# 56 Days till Halloween



## Dinosaur1972 (Mar 28, 2007)

56 Days till Halloween
9/5/2013

Here are a couple of mixes I downloaded from Rue Morgue Radio:

*Rue Morgue Radio - Hymns from the House of Horror (2010)*
Great intro and outro, and terrific selection of songs. I guess I’d categorize them as somewhere between “rockabilly” (or more accurately, “horrorbilly”) and metal. They are a little heavier than what I’d typically listen to, but they’re all well done. Midnight Syndicate’s “Haunted Nursery” starts it, which is a little weird, but the rest are pretty rockin.

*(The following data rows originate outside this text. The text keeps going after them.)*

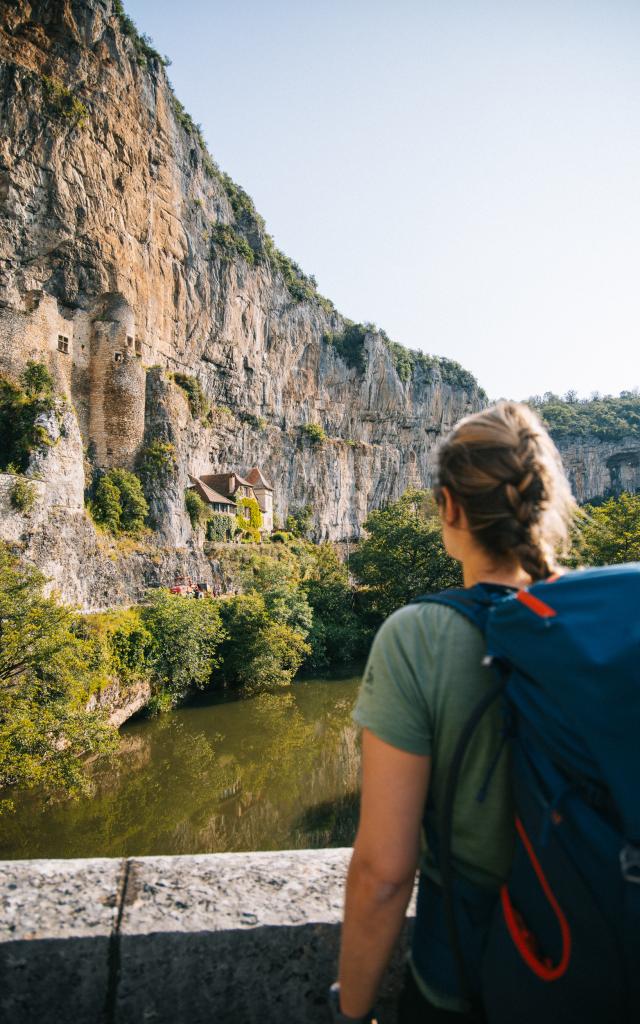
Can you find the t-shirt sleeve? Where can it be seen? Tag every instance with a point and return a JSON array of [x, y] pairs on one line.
[[392, 700]]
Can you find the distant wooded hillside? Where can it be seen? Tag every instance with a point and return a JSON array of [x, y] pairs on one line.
[[606, 417]]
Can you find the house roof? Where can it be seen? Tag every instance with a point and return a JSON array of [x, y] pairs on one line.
[[255, 477], [209, 493]]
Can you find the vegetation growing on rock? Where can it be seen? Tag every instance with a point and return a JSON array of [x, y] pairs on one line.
[[198, 402], [314, 433], [61, 102], [608, 417], [157, 462], [24, 404], [118, 503], [23, 495], [227, 243], [45, 680]]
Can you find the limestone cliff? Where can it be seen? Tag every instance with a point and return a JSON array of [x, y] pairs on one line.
[[599, 468], [126, 255]]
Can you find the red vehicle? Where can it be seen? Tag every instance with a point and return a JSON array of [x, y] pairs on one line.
[[183, 586]]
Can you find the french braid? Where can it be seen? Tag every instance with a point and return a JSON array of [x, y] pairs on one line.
[[505, 470]]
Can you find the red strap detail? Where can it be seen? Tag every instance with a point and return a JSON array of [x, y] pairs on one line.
[[524, 941], [535, 604]]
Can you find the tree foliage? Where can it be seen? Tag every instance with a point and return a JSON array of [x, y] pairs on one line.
[[23, 402], [609, 534], [258, 654], [607, 418], [45, 678], [185, 637], [119, 504], [402, 555], [197, 398], [299, 521], [338, 634]]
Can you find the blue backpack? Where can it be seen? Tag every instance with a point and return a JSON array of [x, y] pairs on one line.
[[561, 942]]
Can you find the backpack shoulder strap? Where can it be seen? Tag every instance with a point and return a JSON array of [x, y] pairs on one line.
[[472, 602]]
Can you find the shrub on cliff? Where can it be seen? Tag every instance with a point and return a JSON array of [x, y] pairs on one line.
[[227, 244], [185, 641], [23, 496], [119, 504], [45, 678], [607, 418], [62, 103], [338, 635], [251, 521], [23, 402], [314, 433], [196, 396], [349, 344], [299, 520], [157, 463], [609, 534], [402, 555], [197, 510]]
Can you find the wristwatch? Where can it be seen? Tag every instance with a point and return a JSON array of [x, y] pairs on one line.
[[337, 1017]]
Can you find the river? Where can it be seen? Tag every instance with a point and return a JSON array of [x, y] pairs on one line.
[[273, 772]]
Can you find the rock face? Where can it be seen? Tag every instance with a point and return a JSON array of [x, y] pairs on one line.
[[601, 468], [117, 271]]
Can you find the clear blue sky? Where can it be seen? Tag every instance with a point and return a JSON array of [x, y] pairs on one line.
[[465, 173]]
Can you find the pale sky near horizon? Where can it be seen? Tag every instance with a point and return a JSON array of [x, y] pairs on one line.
[[464, 173]]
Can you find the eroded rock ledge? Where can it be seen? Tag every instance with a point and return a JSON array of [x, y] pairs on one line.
[[248, 938]]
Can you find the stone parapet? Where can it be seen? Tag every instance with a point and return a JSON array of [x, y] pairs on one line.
[[248, 938]]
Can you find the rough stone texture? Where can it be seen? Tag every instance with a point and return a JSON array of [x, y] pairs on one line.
[[55, 932], [105, 242], [183, 940], [121, 702], [598, 469]]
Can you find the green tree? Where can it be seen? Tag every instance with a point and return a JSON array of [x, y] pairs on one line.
[[119, 503], [278, 584], [185, 638], [402, 555], [258, 654], [299, 520], [132, 501], [610, 532], [337, 635], [45, 678], [251, 522], [22, 403], [197, 510], [105, 506]]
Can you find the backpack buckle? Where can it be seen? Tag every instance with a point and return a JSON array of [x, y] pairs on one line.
[[630, 863]]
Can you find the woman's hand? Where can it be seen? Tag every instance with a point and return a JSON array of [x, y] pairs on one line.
[[382, 869]]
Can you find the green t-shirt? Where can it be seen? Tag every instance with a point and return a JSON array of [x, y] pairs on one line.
[[423, 679]]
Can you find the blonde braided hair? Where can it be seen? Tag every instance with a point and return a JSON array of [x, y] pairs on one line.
[[503, 468]]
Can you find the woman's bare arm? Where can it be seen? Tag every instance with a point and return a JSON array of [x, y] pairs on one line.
[[382, 869]]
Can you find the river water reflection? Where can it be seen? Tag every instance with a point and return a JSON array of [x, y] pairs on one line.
[[274, 772]]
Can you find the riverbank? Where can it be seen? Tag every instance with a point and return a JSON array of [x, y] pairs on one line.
[[276, 771]]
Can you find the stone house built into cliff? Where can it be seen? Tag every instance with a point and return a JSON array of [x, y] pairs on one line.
[[223, 491]]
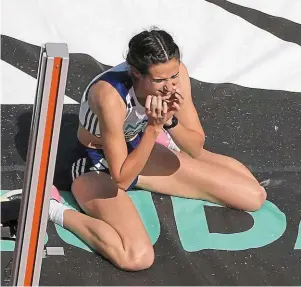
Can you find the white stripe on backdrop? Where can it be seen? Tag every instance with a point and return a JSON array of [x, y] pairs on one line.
[[217, 45]]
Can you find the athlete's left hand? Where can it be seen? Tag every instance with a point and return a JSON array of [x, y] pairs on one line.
[[174, 103]]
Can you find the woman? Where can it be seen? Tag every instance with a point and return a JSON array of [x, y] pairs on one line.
[[123, 112]]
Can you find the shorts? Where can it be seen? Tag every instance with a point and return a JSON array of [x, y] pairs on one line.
[[89, 159]]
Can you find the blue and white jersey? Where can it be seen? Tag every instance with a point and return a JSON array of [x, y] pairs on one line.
[[136, 119]]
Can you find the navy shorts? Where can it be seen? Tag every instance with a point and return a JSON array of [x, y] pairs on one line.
[[89, 159]]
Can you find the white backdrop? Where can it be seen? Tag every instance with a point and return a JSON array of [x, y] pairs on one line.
[[217, 46]]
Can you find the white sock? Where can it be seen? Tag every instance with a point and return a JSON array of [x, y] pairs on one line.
[[56, 212]]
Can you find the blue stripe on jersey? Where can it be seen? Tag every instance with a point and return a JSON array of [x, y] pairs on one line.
[[121, 81]]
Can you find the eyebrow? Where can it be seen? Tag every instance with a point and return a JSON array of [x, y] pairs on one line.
[[166, 78]]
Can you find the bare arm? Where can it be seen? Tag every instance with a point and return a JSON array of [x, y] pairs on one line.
[[111, 112]]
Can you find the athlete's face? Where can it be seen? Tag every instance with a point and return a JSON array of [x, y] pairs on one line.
[[162, 78]]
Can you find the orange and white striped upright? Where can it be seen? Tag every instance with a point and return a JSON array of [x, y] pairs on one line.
[[40, 164]]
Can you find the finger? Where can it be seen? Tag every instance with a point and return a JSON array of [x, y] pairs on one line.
[[159, 106], [176, 106], [154, 106], [179, 98], [177, 93], [148, 103], [164, 109]]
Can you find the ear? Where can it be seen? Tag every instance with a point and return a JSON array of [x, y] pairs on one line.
[[135, 72]]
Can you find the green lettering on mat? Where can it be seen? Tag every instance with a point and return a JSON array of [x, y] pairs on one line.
[[269, 225], [144, 204], [298, 241]]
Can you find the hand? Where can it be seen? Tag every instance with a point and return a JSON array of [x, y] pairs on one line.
[[156, 110], [174, 104]]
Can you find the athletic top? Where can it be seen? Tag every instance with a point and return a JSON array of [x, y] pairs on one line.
[[136, 119]]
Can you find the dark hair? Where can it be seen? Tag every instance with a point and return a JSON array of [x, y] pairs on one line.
[[151, 47]]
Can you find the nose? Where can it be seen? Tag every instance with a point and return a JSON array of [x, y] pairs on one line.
[[169, 87]]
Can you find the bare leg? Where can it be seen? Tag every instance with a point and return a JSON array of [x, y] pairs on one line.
[[113, 227], [177, 174], [225, 161]]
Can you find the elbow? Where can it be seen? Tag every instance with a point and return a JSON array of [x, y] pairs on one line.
[[122, 184]]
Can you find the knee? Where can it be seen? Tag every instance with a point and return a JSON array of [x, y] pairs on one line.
[[258, 198], [137, 259]]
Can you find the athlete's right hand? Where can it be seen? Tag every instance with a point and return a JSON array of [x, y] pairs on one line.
[[156, 110]]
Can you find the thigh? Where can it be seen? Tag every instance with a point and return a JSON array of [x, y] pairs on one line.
[[98, 197], [177, 174]]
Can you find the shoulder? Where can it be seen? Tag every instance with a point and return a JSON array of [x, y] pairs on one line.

*Rue Morgue Radio - Hymns from the House of Horror Vol. II (2011)*
Similar to the first … fun intro, lots of hard rock / horrorbilly. This one has more of the harder stuff – even GWAR. Even more fun .. the folks at Rue Morgue Radio added the audio for trailers to pretend horror movies. It is a great idea and works really well. I like the 2010 mix more than this one, mainly because this is way more heavy metal than what I go for.

RMR did release a set of songs last year one by one to serve as their volume III, but there was no cover art or anything like that. I’d be surprised if they do anything this year. Which is sad, because Volumes I and II are pretty fun.


----------